La questione, sollevata da Gaetano Alvino sul sito Oritcalab (sempre loro!), merita però attenzione e non va sottovalutata. Innanzitutto perché, da persone intelligenti (e non supponenti), occorre saper raccogliere le critiche, anche quelle che ci appaiono ingiuste, per provare poi con serenità e serietà a dare risposte nel merito. E poi anche perché l’autore dell’articolo prende sì spunto da un episodio che riguarda la Sagra di Bagnoli, ma lo fa, in continuità con quanto argomentato in precedenza anche da Franco Genzale, per denunciare che le sole SAGRE in Irpinia non fanno purtroppo «economia», non smuovono grossi flussi turistici e soprattutto non riescono ad accendere l’industria turistica. Insomma, per dirla in modo diretto, non hanno alcun effetto di trascinamento per la promozione e valorizzazione strutturata (tutto l’anno) del territorio.
Come non essere d’accordo con questa analisi? Quella che viene denunciata è una inconfutabile verità. Occorre, quindi, aprirsi alla discussione, accettare il confronto, ascoltare con attenzione quanto argomentato dagli altri e provare a dare, dal nostro osservatorio, un significativo contributo alla causa che ci accomuna.
Tornando poi all’episodio inizialmente denunciato, ci aspettiamo che la Pro Loco di Bagnoli, assieme agli altri enti e associazioni coinvolte nell’organizzazione dell’evento “Il Nero di Bagnoli, faccia una seria verifica sull’ accaduto. Ed eventualmente abbia anche il coraggio di chiedere pubbliche scuse se l’alterazione «speculativa», anche se circoscritta, del prezzo ci sia davvero stata. Potendo, nel contempo, rivendicare tutto ciò che di bello e positivo si è riusciti a fare in questa edizione della manifestazione. Nessuna congestione del traffico stradale, efficiente servizio navetta in entrata ed in uscita (le critiche 2015 di Lara Tomasetta, sempre su Orticalab, probabilmente sono state salutari), buona gestione dei parcheggi, potenziamento e custodia dei servizi igienici dislocati in paese, visite guidate, mostre, musei e chiese sempre aperte.
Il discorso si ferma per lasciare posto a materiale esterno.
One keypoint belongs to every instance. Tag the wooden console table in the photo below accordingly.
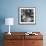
(20, 39)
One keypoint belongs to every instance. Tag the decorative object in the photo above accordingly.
(9, 21)
(21, 39)
(27, 15)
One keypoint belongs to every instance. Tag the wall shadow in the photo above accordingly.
(2, 21)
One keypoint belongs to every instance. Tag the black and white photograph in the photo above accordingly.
(27, 15)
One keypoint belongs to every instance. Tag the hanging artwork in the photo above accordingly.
(27, 15)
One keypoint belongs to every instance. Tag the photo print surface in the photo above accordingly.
(27, 15)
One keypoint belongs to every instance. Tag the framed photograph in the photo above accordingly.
(27, 15)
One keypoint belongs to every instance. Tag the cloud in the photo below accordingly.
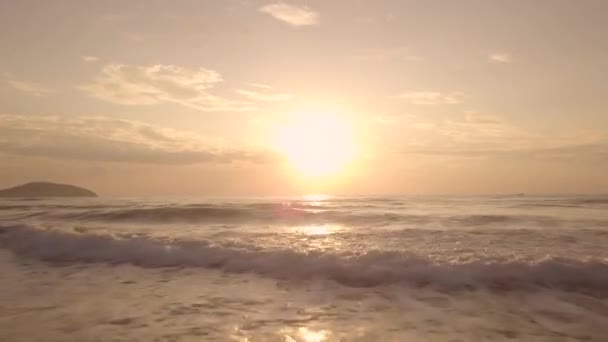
(497, 57)
(156, 84)
(490, 136)
(31, 88)
(90, 59)
(113, 140)
(432, 97)
(389, 54)
(291, 14)
(264, 96)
E non ultimo anche quello di aver preteso ed ottenuto dai gestori degli stand “prezzi calmierati”, di promozione dei nostri prodotti come è giusto che sia, tant’è che ad esempio un menu completo a base di prodotti tipici (tartufo nero, pecorino bagnolese, caciocavallo impiccato o funghi porcini) non superava mediamente i 10 euro.
Alla Pro Loco, e al suo presidente, ci sentiamo di dare anche un altro suggerimento. Sia presente, assieme agli altri componenti del Direttivo, alla Sagra della castagna di Montella. Osservi con attenzione quello che sta avvenendo a pochi chilometri da Bagnoli. Una comunità che ha ritrovato energie, motivazioni, unità d’intenti e, attraverso un’organizzazione eccellente, la voglia di primeggiare in questo ambito. Rispolverando, con acume, anche alcune attività ed iniziative da noi, incomprensibilmente, abbandonate o comunque trascurate negli ultimi anni.
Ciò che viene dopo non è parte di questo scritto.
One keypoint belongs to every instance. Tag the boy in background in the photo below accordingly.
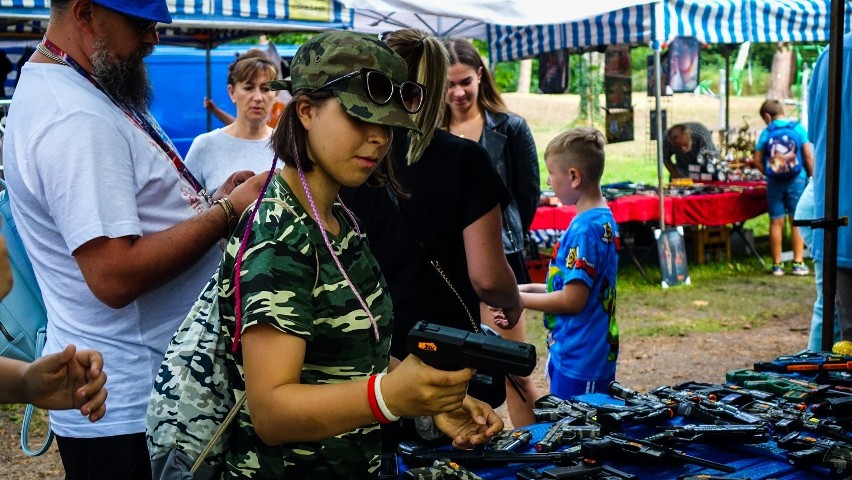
(578, 299)
(785, 155)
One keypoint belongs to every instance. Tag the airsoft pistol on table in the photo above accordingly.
(804, 451)
(711, 434)
(807, 362)
(611, 446)
(585, 470)
(447, 348)
(441, 469)
(510, 440)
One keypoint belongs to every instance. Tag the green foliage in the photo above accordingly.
(506, 76)
(291, 38)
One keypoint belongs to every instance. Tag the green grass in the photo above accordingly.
(739, 295)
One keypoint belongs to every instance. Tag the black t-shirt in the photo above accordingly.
(451, 186)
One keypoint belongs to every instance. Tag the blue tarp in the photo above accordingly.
(201, 23)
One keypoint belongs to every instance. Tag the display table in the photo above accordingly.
(712, 209)
(756, 462)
Se ciò che sta accadendo (in positivo) a Montella verrà visto con interesse da chi gestisce oggi l’evento “Il Nero di Bagnoli”, evitando tentazione di (becero) campanilismo, forse nei prossimi anni si potranno per davvero creare quelle condizioni per la costituzione di una filiera turistica competitiva, che possa funzionare come volano di crescita e sviluppo di una intera comunità, quella irpina, atavicamente abituata (come ci hanno ricordato Alvino e Genzale) ad accontentarsi delle SAGRE.